Then and Now: How Broadband Advancement Powered the Decade
The last ten years saw digital assistants, smart light bulbs, streaming sticks, and tons of other disruptive technologies. Those innovations require a steady internet connection to do their jobs, something we now take as a given. That’s because over the last decade, both broadband adoption and speeds saw massive growth.
- At the end of 2009, just over half of Americans had a broadband connection. Today, that number has grown to 80 percent.
- Not only are more Americans connected, their connections are faster. According to Akamai, the average peak connection speed in the US was 3.8 Mbps in 2009. Today, the average download clocks in at 96.25 Mbps, a growth rate of 2,432%.
As broadband has become ubiquitous, new technologies and services have emerged, all relying on dependable and widespread connectivity. Streaming video, telework, IoT, and cloud gaming (to name a few) all took the decade by storm, and none would be possible without a robust broadband network.
The Rise of Online Video
Take, for example, how Americans watch video. Back in 2009, DVD sales accounted for 89 percent of home entertainment spending. Contrast that to today, when digital video makes up 83 percent of the market. Indeed, the way we consume entertainment has dramatically changed. In 2009 Nielsen reported that Americans spent just 22 minutes a day watching online video. Now, the average American adult watches 79 minutes of internet-enabled video each day.

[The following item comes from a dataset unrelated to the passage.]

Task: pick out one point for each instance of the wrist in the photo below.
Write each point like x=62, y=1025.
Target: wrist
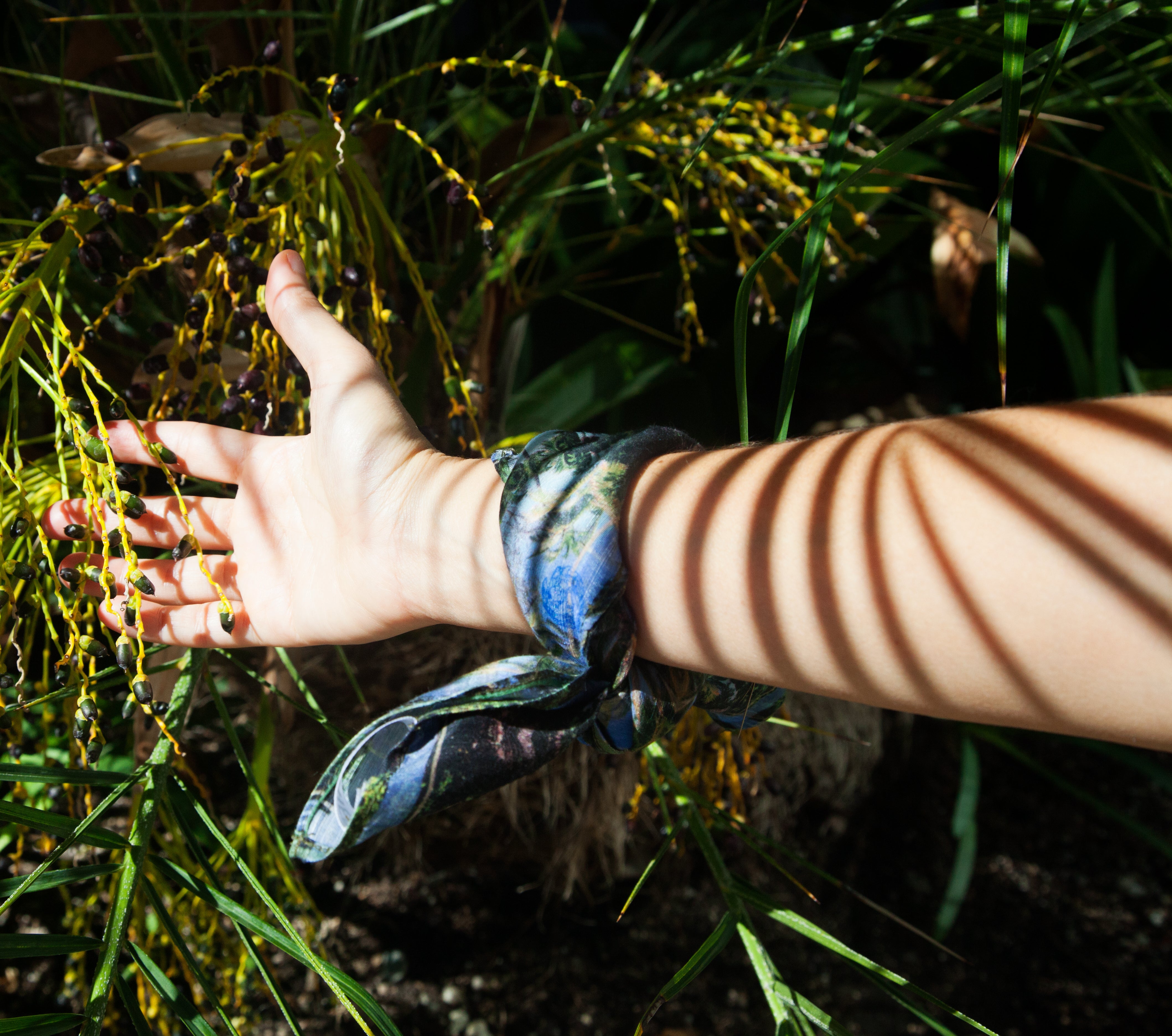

A Transformation in Gaming
A discussion about the past decade of tech wouldn’t be complete without talking about the transformation of gaming. In the last ten years, games went from discs to downloads, and now this year, saw the first cloud gaming service launch. Broadband speeds and ubiquity have fostered the massive growth of esports, which is projected to have the second biggest fanbase of any professional sport after the NFL.
Increased Telework Options
Super-fast speeds have also had an impact on how Americans do their jobs. 40 percent of the workforce now works remotely at some frequency, thanks to robust reliable networks that can easily handle HD video conferencing and remote file storage.
The Emergence of the Internet of Things
Let’s not forget the internet of things. Smart thermostats, smart speakers, and all those helpful digital devices have quickly worked their way into our lives. Cisco estimated that in 2009 there were about as many connected devices as there were human beings on Earth (6.8 billion). As internet networks grew, new tech innovations were able to easily connect to home networks, and now Gartner projects that there will be a staggering 20.4 billion connected devices in 2020.
So, as we round out a decade of fast-moving developments in broadband-enabled technology, it’s exciting to think what might come next. Internet speeds are still dramatically growing, and gigabit networks have launched around the country as the industry works toward 10G speeds. Whatever the next revolutionary technology is, broadband networks are ready.